They are more related to Ramora's , Sneaker heads , Or Democrat fish as we call em. Without the sucker. They look the same when in fry of small stage.


----------



## Ocean Master (May 20, 2008)

dustyflair said:


> I got a question...I like to chum and chunk...Will that work for them elusive cobiaers or will all the yahoos fish my slick?


 Yes and Yes..!!


----------



## BigRed38 (May 5, 2009)

Looking forward to wrangling one in the yak this year.


----------



## Bodupp (Oct 3, 2007)

BigRed38 said:


> Looking forward to wrangling one in the yak this year.
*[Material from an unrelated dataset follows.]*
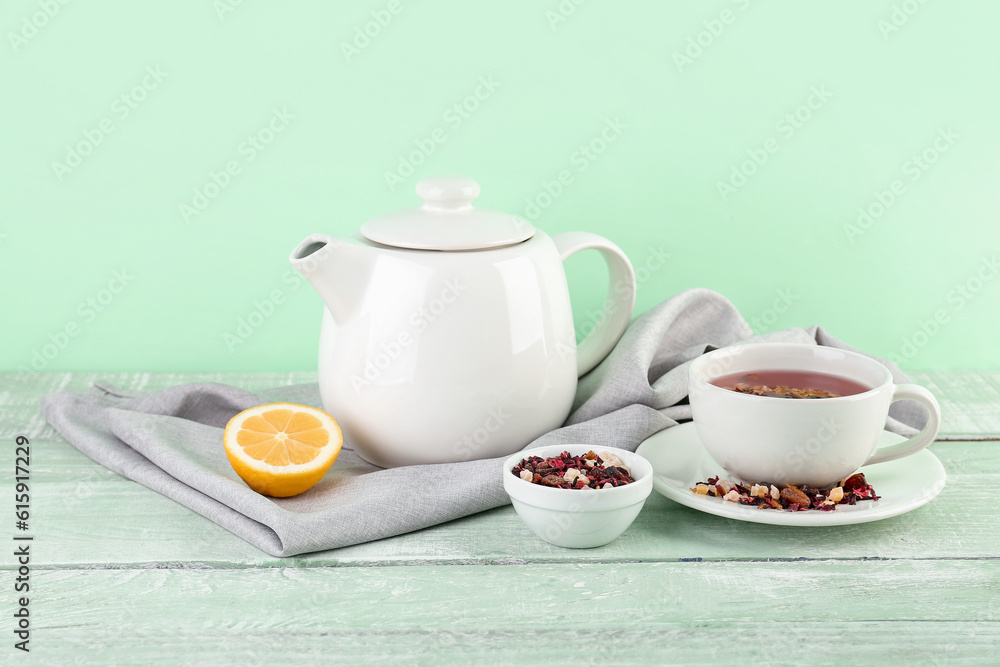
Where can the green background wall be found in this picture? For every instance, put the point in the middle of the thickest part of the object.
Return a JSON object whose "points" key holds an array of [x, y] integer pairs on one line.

I'm not too sure I would want a fresh-gaffed cobia in my lap in a yak. Better wear a cup just in case.


----------



## BigRed38 (May 5, 2009)

Bodupp said:


> I'm not too sure I would want a fresh-gaffed cobia in my lap in a yak. Better wear a cup just in case.


 
From what I have seen from other yakkers, it's exhilarating to say the least.


----------



## CCC (Sep 3, 2008)

Never let anyone tell you that you can't chum them in, that's how they do it in the Keys,


----------



## WhyMe (Apr 21, 2013)

Unfortunately my boat doesn't have a tower. Last year was a nightmare standing on the bow and holding on for dear life in 2-3 ft seas. If I go this year, I will be anchored up and chumming them up. I know it works and did very well in the past.
Whyme
Mako My Dayo


----------



## jwhite357 (Jul 4, 2011)

*Just caught 80 pounds of cobia*

At publix......special ordered......


----------



## Blake R. (Mar 17, 2009)

What size leader and material do you guys prefer?


Sent from my iPhone using Tapatalk


----------



## sling2ling (Nov 14, 2013)

Blake R. said:


> What size leader and material do you guys prefer?
> 
> 
> Sent from my iPhone using Tapatalk


I play it safe with 49 strand shark cable. that way when I have 7 other jigs and lines wrapped around it I always win....pshh Navarre problems


----------